Britton’s delight at this achievement knew no bounds, and without caring in the least whether the landlord’s skull was fractured or not, he sat down on the stairs and laughed till the tears ran down his cheeks.

“Here,” he then cried to the butcher, “take this back,” throwing the poker to him, which Bond caught very dexterously in one of his immense hands. “I haven’t been so amused for a long time; keep watch, and I’ll send the fellow down stairs in a minute.”

“That Britton is certainly a clever man in some things,” remarked the butcher, quite confidently to himself, as he lit his pipe calmly by the lamp.

Britton was in a remarkably good humour as he ascended the staircase to liberate Jacob Gray, who, he had not the least idea, had made his escape in the manner we have related. He had had plenty of drink, Jacob Gray, as he imagined, was in his power, and he had been just most amazingly amused by the little affair of the poker.

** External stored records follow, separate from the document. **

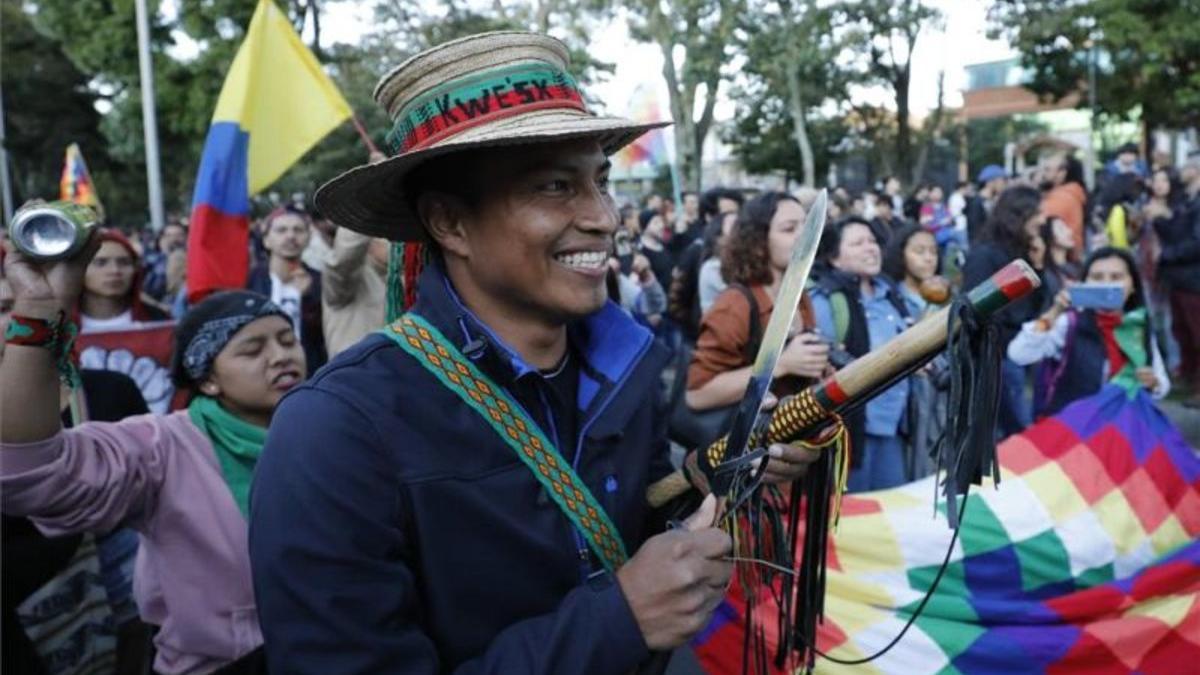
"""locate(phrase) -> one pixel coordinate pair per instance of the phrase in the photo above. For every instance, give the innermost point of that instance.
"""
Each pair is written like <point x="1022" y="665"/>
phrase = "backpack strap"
<point x="520" y="432"/>
<point x="751" y="348"/>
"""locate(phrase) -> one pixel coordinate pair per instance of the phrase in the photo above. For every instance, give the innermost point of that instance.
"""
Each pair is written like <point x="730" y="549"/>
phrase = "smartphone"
<point x="1097" y="296"/>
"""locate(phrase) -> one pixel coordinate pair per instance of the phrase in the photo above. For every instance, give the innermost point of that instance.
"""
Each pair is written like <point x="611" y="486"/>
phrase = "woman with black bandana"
<point x="181" y="481"/>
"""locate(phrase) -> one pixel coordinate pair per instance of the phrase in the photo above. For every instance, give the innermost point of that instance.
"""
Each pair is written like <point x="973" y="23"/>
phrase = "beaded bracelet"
<point x="58" y="335"/>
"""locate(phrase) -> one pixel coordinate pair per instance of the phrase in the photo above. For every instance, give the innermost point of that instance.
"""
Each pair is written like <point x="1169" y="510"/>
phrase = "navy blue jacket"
<point x="391" y="530"/>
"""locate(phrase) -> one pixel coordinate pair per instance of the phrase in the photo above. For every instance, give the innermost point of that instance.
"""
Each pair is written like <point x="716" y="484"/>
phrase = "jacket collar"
<point x="610" y="342"/>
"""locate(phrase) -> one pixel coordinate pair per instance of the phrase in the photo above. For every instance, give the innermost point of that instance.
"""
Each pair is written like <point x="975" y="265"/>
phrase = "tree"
<point x="99" y="37"/>
<point x="48" y="106"/>
<point x="700" y="30"/>
<point x="1147" y="54"/>
<point x="891" y="29"/>
<point x="790" y="45"/>
<point x="763" y="138"/>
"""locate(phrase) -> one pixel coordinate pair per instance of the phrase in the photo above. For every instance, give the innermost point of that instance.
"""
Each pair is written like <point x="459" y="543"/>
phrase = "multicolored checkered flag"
<point x="1085" y="559"/>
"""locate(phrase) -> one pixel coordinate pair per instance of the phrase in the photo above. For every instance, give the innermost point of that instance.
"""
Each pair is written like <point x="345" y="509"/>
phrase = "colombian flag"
<point x="276" y="103"/>
<point x="76" y="183"/>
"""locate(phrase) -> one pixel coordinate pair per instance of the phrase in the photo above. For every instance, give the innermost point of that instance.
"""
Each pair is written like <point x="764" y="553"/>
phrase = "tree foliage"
<point x="1147" y="53"/>
<point x="791" y="71"/>
<point x="701" y="31"/>
<point x="889" y="29"/>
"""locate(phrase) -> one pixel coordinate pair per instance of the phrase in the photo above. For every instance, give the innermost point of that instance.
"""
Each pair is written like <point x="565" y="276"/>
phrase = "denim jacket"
<point x="883" y="322"/>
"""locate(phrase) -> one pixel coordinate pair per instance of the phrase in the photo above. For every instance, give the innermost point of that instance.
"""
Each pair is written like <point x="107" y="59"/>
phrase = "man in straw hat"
<point x="467" y="488"/>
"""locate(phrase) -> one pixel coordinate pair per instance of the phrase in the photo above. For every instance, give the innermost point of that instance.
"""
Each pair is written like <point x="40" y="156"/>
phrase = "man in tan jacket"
<point x="1066" y="197"/>
<point x="354" y="291"/>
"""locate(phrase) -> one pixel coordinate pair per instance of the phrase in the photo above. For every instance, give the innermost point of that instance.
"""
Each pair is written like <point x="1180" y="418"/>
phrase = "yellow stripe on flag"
<point x="279" y="94"/>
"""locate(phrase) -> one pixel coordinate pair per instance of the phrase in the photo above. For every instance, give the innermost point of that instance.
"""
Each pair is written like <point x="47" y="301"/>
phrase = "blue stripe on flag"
<point x="222" y="181"/>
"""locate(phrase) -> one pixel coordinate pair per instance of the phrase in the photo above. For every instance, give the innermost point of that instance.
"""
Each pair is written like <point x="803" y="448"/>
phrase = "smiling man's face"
<point x="538" y="237"/>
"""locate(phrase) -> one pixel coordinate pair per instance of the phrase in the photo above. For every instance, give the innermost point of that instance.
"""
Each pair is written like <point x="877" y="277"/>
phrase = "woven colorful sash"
<point x="514" y="426"/>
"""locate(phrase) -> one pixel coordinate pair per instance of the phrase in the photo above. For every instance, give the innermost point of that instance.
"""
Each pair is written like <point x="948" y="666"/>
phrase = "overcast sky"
<point x="963" y="42"/>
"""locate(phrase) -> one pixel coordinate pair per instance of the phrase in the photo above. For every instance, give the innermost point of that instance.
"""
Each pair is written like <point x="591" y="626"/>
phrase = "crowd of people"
<point x="700" y="276"/>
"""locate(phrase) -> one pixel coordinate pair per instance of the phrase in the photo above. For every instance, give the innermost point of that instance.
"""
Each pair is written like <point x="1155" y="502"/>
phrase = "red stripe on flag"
<point x="217" y="252"/>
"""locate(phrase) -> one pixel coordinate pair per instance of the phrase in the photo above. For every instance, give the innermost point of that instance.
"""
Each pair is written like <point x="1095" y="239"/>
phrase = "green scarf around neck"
<point x="1131" y="336"/>
<point x="237" y="443"/>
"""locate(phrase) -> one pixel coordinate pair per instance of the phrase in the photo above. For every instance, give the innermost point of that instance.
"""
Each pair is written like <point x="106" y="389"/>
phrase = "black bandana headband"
<point x="208" y="328"/>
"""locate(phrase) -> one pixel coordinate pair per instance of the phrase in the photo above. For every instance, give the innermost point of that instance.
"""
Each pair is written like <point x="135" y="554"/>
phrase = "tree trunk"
<point x="799" y="126"/>
<point x="904" y="135"/>
<point x="935" y="131"/>
<point x="684" y="126"/>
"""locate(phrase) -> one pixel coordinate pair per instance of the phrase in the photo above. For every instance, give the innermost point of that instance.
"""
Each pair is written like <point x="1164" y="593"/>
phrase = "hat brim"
<point x="371" y="198"/>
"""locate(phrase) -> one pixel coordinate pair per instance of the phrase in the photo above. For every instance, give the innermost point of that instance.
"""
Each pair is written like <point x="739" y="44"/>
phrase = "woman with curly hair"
<point x="753" y="262"/>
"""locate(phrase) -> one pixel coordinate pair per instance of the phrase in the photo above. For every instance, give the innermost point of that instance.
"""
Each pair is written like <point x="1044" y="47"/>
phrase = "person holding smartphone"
<point x="1104" y="342"/>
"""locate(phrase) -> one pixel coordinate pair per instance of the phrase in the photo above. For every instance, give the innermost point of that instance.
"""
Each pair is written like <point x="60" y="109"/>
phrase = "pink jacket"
<point x="157" y="475"/>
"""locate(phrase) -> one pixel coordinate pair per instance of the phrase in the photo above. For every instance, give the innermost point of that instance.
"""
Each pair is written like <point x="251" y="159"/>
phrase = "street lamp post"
<point x="149" y="120"/>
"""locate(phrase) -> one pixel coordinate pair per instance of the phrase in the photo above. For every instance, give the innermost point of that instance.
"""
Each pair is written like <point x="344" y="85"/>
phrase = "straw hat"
<point x="479" y="91"/>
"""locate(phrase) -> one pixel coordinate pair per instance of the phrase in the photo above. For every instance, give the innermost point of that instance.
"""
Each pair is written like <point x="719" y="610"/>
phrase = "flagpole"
<point x="149" y="120"/>
<point x="4" y="167"/>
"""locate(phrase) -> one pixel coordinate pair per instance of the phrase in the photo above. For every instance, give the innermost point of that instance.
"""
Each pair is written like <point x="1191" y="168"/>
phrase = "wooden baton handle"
<point x="799" y="416"/>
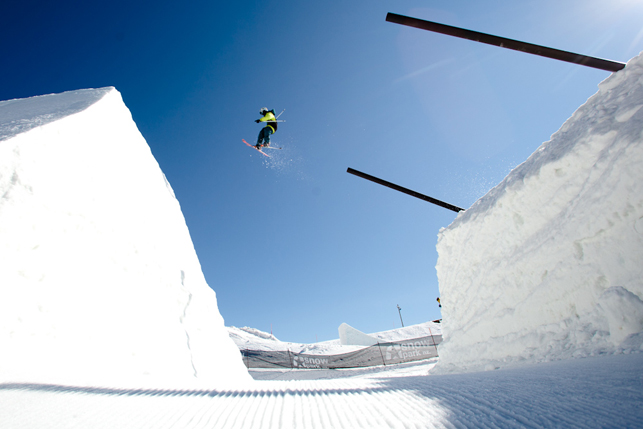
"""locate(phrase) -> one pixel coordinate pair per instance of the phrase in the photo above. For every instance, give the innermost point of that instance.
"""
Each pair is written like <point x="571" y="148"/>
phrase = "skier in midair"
<point x="271" y="127"/>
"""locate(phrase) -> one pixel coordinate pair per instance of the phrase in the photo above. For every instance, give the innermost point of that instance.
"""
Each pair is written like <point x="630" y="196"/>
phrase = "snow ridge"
<point x="21" y="115"/>
<point x="544" y="266"/>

“Who says Andrew Britton is a fool and a thick-headed brute?” he muttered as he ascended the stairs; “I will be one too many for cunning clever Jacob Gray yet. I have him now safe—I have him. He cannot escape me—though what the devil brought him here, I can’t guess. That’s all a lie about coming here to warn me of anything; he must have been set on to watch me by Learmont, and yet would he venture? I must make him tell me before he goes.”

Britton paused a moment and took a clasped knife from his pocket. Then he added, coolly,—

“I’ll cut off one of his ears if he don’t tell exactly what brought him here. Besides that, it will be a good plan, for he’ll then be identified wherever he goes.”

Britton stopped at the door of the attic to laugh before he unlocked it.

“Jacob is in a horrid fright—I’m sure he is,” he muttered; “d—n me, I’ll—I’ll alarm him a bit.”

Britton applied his mouth to the key-hole, and made an unearthly kind of noise, that had Jacob Gray been there, would have gone far towards frightening him into fits. Then he dealt the door a bang with his fists, that made the whole attic shake again.

“He’s half dead, I know he is,” he cried; “upon my word I haven’t had such a pleasant evening for a long time.”

The smith then, after several efforts, for he was not in the steadiest condition, succeeded in unlocking the door. There burnt the light, nearly expiring, and Jacob Gray was gone.

For a moment Britton could scarcely believe his eyes. He then rushed to the open window, and the truth flashed across his mind. After all Jacob Gray had escaped him. A torrent of curses burst from his lips, and he sunk upon a chair quite exhausted by his ungovernable passion.